Maravilla can be completed in around 2 hours if you’re not aiming to see and do everything, and 3 hours if you are trying to do everything. There isn’t any in-game need to replay the story, as there isn’t a New Game + of any type nor any objective scoring or quality measurement for the photos you take. You can store up to 10 photos for each creature and plant, and choose your favourite to show as the main picture for each in the journal, but this is purely for your own enjoyment. (While this omission was surprising when compared to other snapshooter games, it does make sense in-universe: in theory, no-one but Marina and her grandfather know that these creatures exist). This means that your view on the game will depend strongly on how well you can switch off the “gamer brain” that chases high-scores and efficient objective completion.
During my first playthrough, I was invested in exploring the world, and so really enjoyed it. However, after completing the game I immediately played through the game again in one go solely to unlock the two achievements that failed to register the first time. Apparently this is a known glitch, which can be resolved by revisiting each chapter using Chapter Select for some people, but can only resolved by starting a new save file for others. During my second playthrough, the “gamer brain” was activated, and the “slow down and observe the world” brain was not. As a result I enjoyed the second playthrough less, and I became frustrated with the little issues that had previously not bothered me. That’s on me, however, for rushing straight back in for the achievements!
Overall, I put Beasts of Maravilla Island in the Cool tier. My playthroughs were relaxing and enjoyable, and the occasional bugs didn’t spoil my experience. While it wasn’t one of my favourite games, it offered up an intriguing world filled with interesting creatures to photograph.

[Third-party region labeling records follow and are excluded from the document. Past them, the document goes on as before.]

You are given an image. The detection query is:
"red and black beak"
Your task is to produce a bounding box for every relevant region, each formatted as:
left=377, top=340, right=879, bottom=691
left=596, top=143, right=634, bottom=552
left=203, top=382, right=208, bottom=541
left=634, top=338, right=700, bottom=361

At its regular price of just £8.39, Maravilla‘s slight lack of polish is easily forgiven, especially given that it’s the first game from this studio. The range of people that I can recommended this game to is also surprisingly high, because it doesn’t do many things obviously wrong. Beasts of Maravilla Island is a small-scale, small-stakes, “cozy” game, meaning it is likely to appeal to fans of similar peaceful indie games. As its a buy-once game, with no seasons, passes, or in-game-purchases to worry about, its also safe for younger gamers or anyone who needs to be extra-careful around impulse-spending. Finally, as it features no violence or death, and it focuses on enjoying and respecting nature, it may appeal to people who wouldn’t normally consider themselves to be “gamers”, or to families who would like to explore games together.